Fred Craddock is one of the greatest preachers in the history of the church. I really mean that. He used to teach preaching at Candler. Now, in his retirement, he pastors a small church in the mountains of North Georgia and does workshops on preaching for local pastors. Craddock tells a story about seeing the harvest: “My mother took us to church and Sunday school; my father didn’t go. He complained about Sunday dinner being late when she came home. Sometimes the preacher would call, and my father would say, ‘I know what the church wants. Church doesn’t care about me. Church wants another name, another pledge, another name, another pledge, right? Isn’t that the name of it? Another name, another pledge.’ That’s what he always said.

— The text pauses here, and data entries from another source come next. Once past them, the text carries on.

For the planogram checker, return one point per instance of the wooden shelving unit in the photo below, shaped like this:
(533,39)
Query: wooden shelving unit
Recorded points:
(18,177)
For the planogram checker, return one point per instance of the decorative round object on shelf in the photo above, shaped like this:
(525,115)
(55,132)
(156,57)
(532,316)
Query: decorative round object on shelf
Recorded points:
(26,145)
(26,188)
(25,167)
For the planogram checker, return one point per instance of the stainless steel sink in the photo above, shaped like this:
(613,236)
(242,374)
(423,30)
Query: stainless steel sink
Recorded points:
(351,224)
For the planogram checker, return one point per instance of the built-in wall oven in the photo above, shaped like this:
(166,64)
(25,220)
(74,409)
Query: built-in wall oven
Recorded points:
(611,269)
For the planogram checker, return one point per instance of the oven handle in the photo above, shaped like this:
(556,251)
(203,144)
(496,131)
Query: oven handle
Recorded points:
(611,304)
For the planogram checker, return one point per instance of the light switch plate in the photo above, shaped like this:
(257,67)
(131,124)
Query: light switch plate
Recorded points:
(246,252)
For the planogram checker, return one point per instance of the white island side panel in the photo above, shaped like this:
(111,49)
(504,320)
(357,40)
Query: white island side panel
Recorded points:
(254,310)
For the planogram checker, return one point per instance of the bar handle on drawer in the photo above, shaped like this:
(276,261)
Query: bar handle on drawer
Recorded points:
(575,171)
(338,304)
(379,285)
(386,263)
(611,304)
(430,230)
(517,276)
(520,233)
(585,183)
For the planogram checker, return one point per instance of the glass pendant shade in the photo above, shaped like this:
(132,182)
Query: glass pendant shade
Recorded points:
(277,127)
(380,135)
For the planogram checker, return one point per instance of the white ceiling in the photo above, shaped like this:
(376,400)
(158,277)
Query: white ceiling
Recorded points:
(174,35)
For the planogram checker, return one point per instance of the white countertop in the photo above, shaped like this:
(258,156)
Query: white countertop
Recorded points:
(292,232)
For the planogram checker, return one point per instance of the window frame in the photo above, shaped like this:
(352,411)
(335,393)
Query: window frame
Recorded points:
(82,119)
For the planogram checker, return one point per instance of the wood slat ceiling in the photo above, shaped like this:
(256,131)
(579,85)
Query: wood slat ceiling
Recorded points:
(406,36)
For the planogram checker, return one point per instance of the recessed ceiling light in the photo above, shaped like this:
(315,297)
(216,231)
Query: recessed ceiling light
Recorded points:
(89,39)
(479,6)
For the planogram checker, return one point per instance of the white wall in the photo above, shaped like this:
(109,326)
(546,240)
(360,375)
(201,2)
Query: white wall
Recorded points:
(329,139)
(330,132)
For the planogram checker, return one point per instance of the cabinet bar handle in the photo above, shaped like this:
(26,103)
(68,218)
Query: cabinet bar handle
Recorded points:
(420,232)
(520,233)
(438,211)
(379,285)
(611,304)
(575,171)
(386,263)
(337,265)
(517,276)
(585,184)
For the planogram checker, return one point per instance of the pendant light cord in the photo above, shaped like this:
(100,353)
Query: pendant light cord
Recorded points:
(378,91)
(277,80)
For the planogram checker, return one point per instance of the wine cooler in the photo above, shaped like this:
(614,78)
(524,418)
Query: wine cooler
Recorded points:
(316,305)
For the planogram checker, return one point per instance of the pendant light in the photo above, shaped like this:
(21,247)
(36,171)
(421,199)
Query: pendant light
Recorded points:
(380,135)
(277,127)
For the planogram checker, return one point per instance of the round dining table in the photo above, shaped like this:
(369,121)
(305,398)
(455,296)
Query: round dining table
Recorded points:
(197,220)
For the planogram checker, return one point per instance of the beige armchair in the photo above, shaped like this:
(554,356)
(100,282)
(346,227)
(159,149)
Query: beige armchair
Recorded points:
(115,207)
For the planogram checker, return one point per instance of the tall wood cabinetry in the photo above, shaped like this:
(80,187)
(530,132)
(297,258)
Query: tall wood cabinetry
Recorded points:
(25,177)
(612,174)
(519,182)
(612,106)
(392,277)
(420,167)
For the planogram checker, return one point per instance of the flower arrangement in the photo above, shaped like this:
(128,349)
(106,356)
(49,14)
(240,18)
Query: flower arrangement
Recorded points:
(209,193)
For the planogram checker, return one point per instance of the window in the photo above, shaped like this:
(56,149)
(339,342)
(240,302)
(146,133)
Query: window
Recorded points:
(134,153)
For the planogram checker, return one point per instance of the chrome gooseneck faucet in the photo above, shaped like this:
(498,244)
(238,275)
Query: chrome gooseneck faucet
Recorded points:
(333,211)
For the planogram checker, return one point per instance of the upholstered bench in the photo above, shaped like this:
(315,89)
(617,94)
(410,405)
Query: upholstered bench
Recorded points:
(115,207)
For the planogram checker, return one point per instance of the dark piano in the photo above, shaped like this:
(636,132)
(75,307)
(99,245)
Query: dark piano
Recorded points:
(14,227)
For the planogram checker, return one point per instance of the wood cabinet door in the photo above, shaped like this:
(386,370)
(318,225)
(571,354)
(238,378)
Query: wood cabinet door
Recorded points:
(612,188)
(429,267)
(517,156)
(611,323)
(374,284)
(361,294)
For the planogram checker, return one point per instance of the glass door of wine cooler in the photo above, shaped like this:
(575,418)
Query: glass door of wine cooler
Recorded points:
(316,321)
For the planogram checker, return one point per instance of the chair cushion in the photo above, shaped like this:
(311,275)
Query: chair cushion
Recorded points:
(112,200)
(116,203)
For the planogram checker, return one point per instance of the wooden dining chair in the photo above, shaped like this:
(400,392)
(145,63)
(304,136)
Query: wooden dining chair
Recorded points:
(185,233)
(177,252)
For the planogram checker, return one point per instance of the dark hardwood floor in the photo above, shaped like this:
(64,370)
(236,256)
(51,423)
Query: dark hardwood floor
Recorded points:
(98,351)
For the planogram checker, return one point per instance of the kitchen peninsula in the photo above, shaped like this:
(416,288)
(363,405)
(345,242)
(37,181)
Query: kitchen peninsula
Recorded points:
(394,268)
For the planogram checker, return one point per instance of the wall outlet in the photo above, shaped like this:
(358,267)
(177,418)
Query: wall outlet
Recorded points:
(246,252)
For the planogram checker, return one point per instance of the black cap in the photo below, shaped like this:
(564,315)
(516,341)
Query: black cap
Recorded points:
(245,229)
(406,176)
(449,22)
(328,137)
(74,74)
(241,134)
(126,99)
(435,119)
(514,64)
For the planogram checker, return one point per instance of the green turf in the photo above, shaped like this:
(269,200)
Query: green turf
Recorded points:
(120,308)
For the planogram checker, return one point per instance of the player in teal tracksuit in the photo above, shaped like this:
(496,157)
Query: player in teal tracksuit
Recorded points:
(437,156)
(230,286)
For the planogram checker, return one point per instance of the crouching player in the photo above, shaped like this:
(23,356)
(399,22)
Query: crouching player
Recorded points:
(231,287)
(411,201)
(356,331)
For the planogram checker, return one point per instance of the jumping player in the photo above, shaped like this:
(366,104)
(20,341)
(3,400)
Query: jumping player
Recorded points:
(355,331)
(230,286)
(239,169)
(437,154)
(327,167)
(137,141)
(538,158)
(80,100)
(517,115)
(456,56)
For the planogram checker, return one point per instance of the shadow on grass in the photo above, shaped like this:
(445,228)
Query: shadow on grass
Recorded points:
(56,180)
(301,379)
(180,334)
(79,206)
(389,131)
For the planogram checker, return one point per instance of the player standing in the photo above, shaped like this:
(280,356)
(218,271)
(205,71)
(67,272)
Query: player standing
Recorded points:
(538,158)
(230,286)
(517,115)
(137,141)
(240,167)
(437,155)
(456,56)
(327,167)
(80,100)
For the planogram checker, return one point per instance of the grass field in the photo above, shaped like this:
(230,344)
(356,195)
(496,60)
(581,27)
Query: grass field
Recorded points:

Sometimes we’d have a revival. Pastor would bring the evangelist and say to the evangelist, ‘There’s one now, sic him, get him, get him,’ and my father would say the same thing. Every time, my mother in the kitchen, always nervous, in fear of flaring tempers, of somebody being hurt. And always my father said, ‘The church doesn’t care about me. The church wants another name and another pledge.’ I guess I heard it a thousand times.
One time he didn’t say it. I was in the veteran’s hospital, and he was down to seventy-three pounds. They’d taken out his throat, and said, ‘It’s too late.’ They put in a metal tube, and X rays burned him to pieces. I flew in to see him. He couldn’t speak, couldn’t eat. I looked around the room, potted plants and cut flowers on all the windowsills, a stack of cards twenty inches deep beside his bed. And even that tray where they put food, if you can eat, on that was a flower. And all the flowers beside the bed, every card, every blossom, were from persons or groups from the church. He saw me read a card. He could not speak, so he took a Kleenex box and wrote on the side of it a line from Shakespeare. If he had not written this line, I would not tell you this story. He wrote: ‘in this harsh world, draw your breath in pain to tell my story.’ I said, ‘What is your story, Daddy?’ And he wrote, ‘I was wrong’” (Craddock Stories).
Don’t give up because the seeds do grow!